О какой свободе можно будет в таком случае говорить?
Как видите, я не позволяю себе напрямик затронуть важнейшие темы ваших ученых споров.
Я осмелился только — притом не слишком всерьез — бросить взгляд со стороны, пусть даже с известным преувеличением, на этого самого человека XX века, которого вы собираетесь тщательно анализировать.
Не предвосхищая ваших выводов, выскажу только уверенность в том, что вы, во всяком случае, еще раз выразите свое доверие к нему, как поступали по отношению к своим современникам ваши предшественники с тех самых пор, как появились люди, считающие своим долгом сделать существование себе подобных немного менее мучительным, немного более достойным.
Быть может, слишком преуспев в своем труде, вы породили новые проблемы?
Ну что ж, если так — вы опять впряжетесь в работу, памятуя, что высшая доблесть не в том, чтобы преуспеть, а в том, чтобы снова и снова возобновлять попытки.
Шестьдесят четвертая статья[151] (перевод Е. Боевской)
Это статья Уголовного кодекса, рассматривающая случаи, когда ответственность преступника ограниченна или даже сводится к нулю.
Вот ее точный текст: «Преступление не имеет места в случае, если подсудимый действовал в состоянии невменяемости или под влиянием силы, которой он был не в состоянии воспротивиться».
Быть может, все это годилось во времена Наполеона (Уголовный кодекс датируется 1810 годом), но уж в наши дни…
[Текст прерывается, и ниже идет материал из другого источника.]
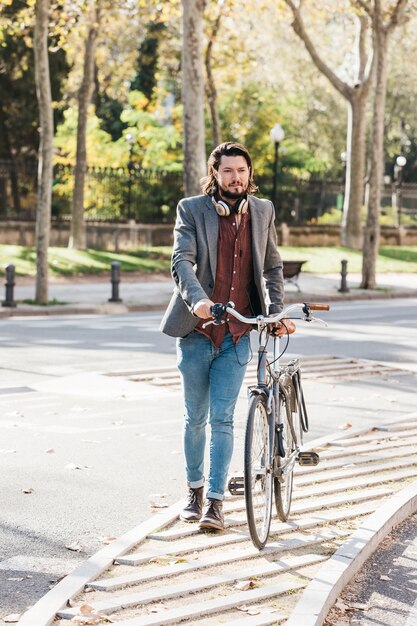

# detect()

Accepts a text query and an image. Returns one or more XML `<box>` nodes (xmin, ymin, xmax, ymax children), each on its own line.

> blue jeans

<box><xmin>177</xmin><ymin>331</ymin><xmax>250</xmax><ymax>500</ymax></box>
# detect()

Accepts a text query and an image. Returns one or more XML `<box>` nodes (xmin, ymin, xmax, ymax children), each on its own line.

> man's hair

<box><xmin>200</xmin><ymin>141</ymin><xmax>258</xmax><ymax>196</ymax></box>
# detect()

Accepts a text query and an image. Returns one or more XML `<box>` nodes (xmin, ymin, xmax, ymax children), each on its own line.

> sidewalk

<box><xmin>0</xmin><ymin>272</ymin><xmax>417</xmax><ymax>317</ymax></box>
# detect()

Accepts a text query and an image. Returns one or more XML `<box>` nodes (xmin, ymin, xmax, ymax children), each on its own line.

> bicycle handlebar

<box><xmin>203</xmin><ymin>302</ymin><xmax>330</xmax><ymax>328</ymax></box>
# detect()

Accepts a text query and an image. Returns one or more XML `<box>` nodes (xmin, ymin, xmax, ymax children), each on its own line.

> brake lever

<box><xmin>304</xmin><ymin>315</ymin><xmax>328</xmax><ymax>328</ymax></box>
<box><xmin>202</xmin><ymin>320</ymin><xmax>226</xmax><ymax>328</ymax></box>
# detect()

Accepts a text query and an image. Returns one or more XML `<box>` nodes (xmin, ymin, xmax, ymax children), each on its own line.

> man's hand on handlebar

<box><xmin>269</xmin><ymin>318</ymin><xmax>297</xmax><ymax>337</ymax></box>
<box><xmin>193</xmin><ymin>298</ymin><xmax>214</xmax><ymax>320</ymax></box>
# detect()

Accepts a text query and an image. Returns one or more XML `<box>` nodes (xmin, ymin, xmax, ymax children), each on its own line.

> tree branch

<box><xmin>285</xmin><ymin>0</ymin><xmax>352</xmax><ymax>100</ymax></box>
<box><xmin>351</xmin><ymin>0</ymin><xmax>374</xmax><ymax>18</ymax></box>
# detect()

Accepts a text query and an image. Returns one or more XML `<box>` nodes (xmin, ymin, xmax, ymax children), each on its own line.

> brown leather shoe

<box><xmin>199</xmin><ymin>498</ymin><xmax>224</xmax><ymax>530</ymax></box>
<box><xmin>180</xmin><ymin>487</ymin><xmax>204</xmax><ymax>522</ymax></box>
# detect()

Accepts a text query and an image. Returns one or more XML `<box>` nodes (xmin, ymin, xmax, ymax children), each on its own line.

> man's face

<box><xmin>214</xmin><ymin>155</ymin><xmax>250</xmax><ymax>201</ymax></box>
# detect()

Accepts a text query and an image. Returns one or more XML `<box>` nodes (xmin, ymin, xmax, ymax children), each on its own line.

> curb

<box><xmin>18</xmin><ymin>500</ymin><xmax>184</xmax><ymax>626</ymax></box>
<box><xmin>19</xmin><ymin>413</ymin><xmax>417</xmax><ymax>626</ymax></box>
<box><xmin>0</xmin><ymin>291</ymin><xmax>417</xmax><ymax>319</ymax></box>
<box><xmin>285</xmin><ymin>481</ymin><xmax>417</xmax><ymax>626</ymax></box>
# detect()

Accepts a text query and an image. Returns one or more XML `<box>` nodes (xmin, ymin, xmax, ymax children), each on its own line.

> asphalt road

<box><xmin>0</xmin><ymin>299</ymin><xmax>417</xmax><ymax>616</ymax></box>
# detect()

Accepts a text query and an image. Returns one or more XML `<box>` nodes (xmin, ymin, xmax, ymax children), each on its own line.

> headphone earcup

<box><xmin>236</xmin><ymin>198</ymin><xmax>248</xmax><ymax>215</ymax></box>
<box><xmin>211</xmin><ymin>196</ymin><xmax>230</xmax><ymax>217</ymax></box>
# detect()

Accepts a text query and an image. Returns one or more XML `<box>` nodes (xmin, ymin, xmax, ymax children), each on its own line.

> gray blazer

<box><xmin>160</xmin><ymin>195</ymin><xmax>284</xmax><ymax>337</ymax></box>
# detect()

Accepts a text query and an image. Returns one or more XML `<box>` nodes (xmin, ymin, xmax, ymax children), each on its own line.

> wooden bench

<box><xmin>283</xmin><ymin>261</ymin><xmax>307</xmax><ymax>291</ymax></box>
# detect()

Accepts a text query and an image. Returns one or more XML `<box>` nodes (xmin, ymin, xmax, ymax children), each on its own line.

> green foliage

<box><xmin>130</xmin><ymin>22</ymin><xmax>166</xmax><ymax>101</ymax></box>
<box><xmin>0</xmin><ymin>245</ymin><xmax>171</xmax><ymax>276</ymax></box>
<box><xmin>0</xmin><ymin>245</ymin><xmax>417</xmax><ymax>276</ymax></box>
<box><xmin>0</xmin><ymin>1</ymin><xmax>69</xmax><ymax>159</ymax></box>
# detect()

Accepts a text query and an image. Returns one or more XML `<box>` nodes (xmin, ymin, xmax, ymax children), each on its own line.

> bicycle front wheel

<box><xmin>274</xmin><ymin>395</ymin><xmax>296</xmax><ymax>522</ymax></box>
<box><xmin>244</xmin><ymin>395</ymin><xmax>273</xmax><ymax>548</ymax></box>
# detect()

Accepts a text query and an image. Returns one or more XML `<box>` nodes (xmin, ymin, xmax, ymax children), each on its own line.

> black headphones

<box><xmin>211</xmin><ymin>196</ymin><xmax>248</xmax><ymax>217</ymax></box>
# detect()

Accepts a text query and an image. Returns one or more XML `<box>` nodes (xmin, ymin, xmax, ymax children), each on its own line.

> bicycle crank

<box><xmin>297</xmin><ymin>452</ymin><xmax>320</xmax><ymax>465</ymax></box>
<box><xmin>227</xmin><ymin>476</ymin><xmax>245</xmax><ymax>496</ymax></box>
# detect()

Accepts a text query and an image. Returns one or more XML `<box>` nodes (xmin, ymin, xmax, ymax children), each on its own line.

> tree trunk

<box><xmin>361</xmin><ymin>28</ymin><xmax>388</xmax><ymax>289</ymax></box>
<box><xmin>0</xmin><ymin>104</ymin><xmax>20</xmax><ymax>215</ymax></box>
<box><xmin>33</xmin><ymin>0</ymin><xmax>54</xmax><ymax>304</ymax></box>
<box><xmin>181</xmin><ymin>0</ymin><xmax>206</xmax><ymax>196</ymax></box>
<box><xmin>68</xmin><ymin>0</ymin><xmax>99</xmax><ymax>250</ymax></box>
<box><xmin>341</xmin><ymin>89</ymin><xmax>368</xmax><ymax>250</ymax></box>
<box><xmin>204</xmin><ymin>8</ymin><xmax>222</xmax><ymax>147</ymax></box>
<box><xmin>285</xmin><ymin>0</ymin><xmax>374</xmax><ymax>249</ymax></box>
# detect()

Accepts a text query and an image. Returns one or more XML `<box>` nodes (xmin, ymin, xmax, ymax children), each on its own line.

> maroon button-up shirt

<box><xmin>195</xmin><ymin>212</ymin><xmax>253</xmax><ymax>348</ymax></box>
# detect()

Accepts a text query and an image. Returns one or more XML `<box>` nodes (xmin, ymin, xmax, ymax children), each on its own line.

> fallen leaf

<box><xmin>97</xmin><ymin>535</ymin><xmax>118</xmax><ymax>545</ymax></box>
<box><xmin>349</xmin><ymin>602</ymin><xmax>369</xmax><ymax>611</ymax></box>
<box><xmin>65</xmin><ymin>541</ymin><xmax>84</xmax><ymax>552</ymax></box>
<box><xmin>335</xmin><ymin>600</ymin><xmax>349</xmax><ymax>611</ymax></box>
<box><xmin>79</xmin><ymin>604</ymin><xmax>97</xmax><ymax>615</ymax></box>
<box><xmin>234</xmin><ymin>580</ymin><xmax>256</xmax><ymax>591</ymax></box>
<box><xmin>65</xmin><ymin>463</ymin><xmax>91</xmax><ymax>470</ymax></box>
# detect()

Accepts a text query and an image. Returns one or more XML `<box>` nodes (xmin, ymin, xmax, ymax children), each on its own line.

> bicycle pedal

<box><xmin>297</xmin><ymin>452</ymin><xmax>320</xmax><ymax>465</ymax></box>
<box><xmin>227</xmin><ymin>476</ymin><xmax>245</xmax><ymax>496</ymax></box>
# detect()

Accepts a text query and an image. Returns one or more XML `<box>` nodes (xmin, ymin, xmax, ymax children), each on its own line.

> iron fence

<box><xmin>0</xmin><ymin>160</ymin><xmax>417</xmax><ymax>225</ymax></box>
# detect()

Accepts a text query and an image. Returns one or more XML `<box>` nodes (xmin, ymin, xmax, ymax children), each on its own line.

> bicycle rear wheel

<box><xmin>274</xmin><ymin>394</ymin><xmax>298</xmax><ymax>522</ymax></box>
<box><xmin>244</xmin><ymin>395</ymin><xmax>273</xmax><ymax>548</ymax></box>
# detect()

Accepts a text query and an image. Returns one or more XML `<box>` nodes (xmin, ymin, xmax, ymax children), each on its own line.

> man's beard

<box><xmin>219</xmin><ymin>186</ymin><xmax>248</xmax><ymax>200</ymax></box>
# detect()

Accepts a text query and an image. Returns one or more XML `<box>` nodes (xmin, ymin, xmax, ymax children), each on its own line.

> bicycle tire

<box><xmin>244</xmin><ymin>394</ymin><xmax>274</xmax><ymax>549</ymax></box>
<box><xmin>274</xmin><ymin>393</ymin><xmax>296</xmax><ymax>522</ymax></box>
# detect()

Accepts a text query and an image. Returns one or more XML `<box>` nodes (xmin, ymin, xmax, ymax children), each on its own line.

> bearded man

<box><xmin>161</xmin><ymin>142</ymin><xmax>284</xmax><ymax>530</ymax></box>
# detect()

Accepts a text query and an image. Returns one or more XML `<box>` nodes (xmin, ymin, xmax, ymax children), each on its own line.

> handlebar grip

<box><xmin>305</xmin><ymin>302</ymin><xmax>330</xmax><ymax>311</ymax></box>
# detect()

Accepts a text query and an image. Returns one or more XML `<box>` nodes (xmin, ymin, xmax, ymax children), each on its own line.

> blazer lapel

<box><xmin>249</xmin><ymin>196</ymin><xmax>266</xmax><ymax>276</ymax></box>
<box><xmin>204</xmin><ymin>198</ymin><xmax>219</xmax><ymax>280</ymax></box>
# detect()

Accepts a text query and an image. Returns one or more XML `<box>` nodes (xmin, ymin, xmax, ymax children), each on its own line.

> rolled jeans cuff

<box><xmin>187</xmin><ymin>478</ymin><xmax>204</xmax><ymax>489</ymax></box>
<box><xmin>206</xmin><ymin>491</ymin><xmax>224</xmax><ymax>501</ymax></box>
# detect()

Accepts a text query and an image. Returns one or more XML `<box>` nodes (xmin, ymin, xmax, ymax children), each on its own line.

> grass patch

<box><xmin>0</xmin><ymin>245</ymin><xmax>417</xmax><ymax>276</ymax></box>
<box><xmin>0</xmin><ymin>246</ymin><xmax>171</xmax><ymax>276</ymax></box>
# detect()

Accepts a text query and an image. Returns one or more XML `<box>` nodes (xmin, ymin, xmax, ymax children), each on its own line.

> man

<box><xmin>161</xmin><ymin>142</ymin><xmax>288</xmax><ymax>530</ymax></box>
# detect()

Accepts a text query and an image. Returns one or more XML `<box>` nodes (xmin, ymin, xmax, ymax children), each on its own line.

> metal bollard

<box><xmin>338</xmin><ymin>259</ymin><xmax>349</xmax><ymax>293</ymax></box>
<box><xmin>109</xmin><ymin>261</ymin><xmax>122</xmax><ymax>302</ymax></box>
<box><xmin>1</xmin><ymin>265</ymin><xmax>16</xmax><ymax>307</ymax></box>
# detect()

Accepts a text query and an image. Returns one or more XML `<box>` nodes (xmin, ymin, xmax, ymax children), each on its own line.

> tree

<box><xmin>204</xmin><ymin>2</ymin><xmax>223</xmax><ymax>146</ymax></box>
<box><xmin>68</xmin><ymin>0</ymin><xmax>100</xmax><ymax>250</ymax></box>
<box><xmin>285</xmin><ymin>0</ymin><xmax>374</xmax><ymax>249</ymax></box>
<box><xmin>181</xmin><ymin>0</ymin><xmax>206</xmax><ymax>196</ymax></box>
<box><xmin>356</xmin><ymin>0</ymin><xmax>408</xmax><ymax>289</ymax></box>
<box><xmin>33</xmin><ymin>0</ymin><xmax>54</xmax><ymax>304</ymax></box>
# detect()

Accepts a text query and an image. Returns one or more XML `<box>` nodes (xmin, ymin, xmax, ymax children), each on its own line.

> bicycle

<box><xmin>205</xmin><ymin>302</ymin><xmax>330</xmax><ymax>549</ymax></box>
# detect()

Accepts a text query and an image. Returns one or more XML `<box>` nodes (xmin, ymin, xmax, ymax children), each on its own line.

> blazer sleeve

<box><xmin>263</xmin><ymin>202</ymin><xmax>284</xmax><ymax>314</ymax></box>
<box><xmin>171</xmin><ymin>200</ymin><xmax>208</xmax><ymax>313</ymax></box>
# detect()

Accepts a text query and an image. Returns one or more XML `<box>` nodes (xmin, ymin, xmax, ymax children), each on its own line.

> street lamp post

<box><xmin>269</xmin><ymin>124</ymin><xmax>285</xmax><ymax>217</ymax></box>
<box><xmin>394</xmin><ymin>154</ymin><xmax>407</xmax><ymax>227</ymax></box>
<box><xmin>126</xmin><ymin>133</ymin><xmax>135</xmax><ymax>220</ymax></box>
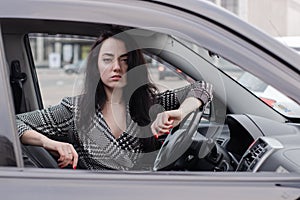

В наши дни мы располагаем куда более обширными научными знаниями в области человеческой психологии. Наибольших успехов за последние сто лет медицина достигла именно в сфере психиатрии. Мы ушли далеко вперед от Шарко[152]. Подумать только, до него курс психиатрии вообще не читался! Были профессора неврологии, а психиатрия рассматривалась как фантазия, ненаучная дисциплина!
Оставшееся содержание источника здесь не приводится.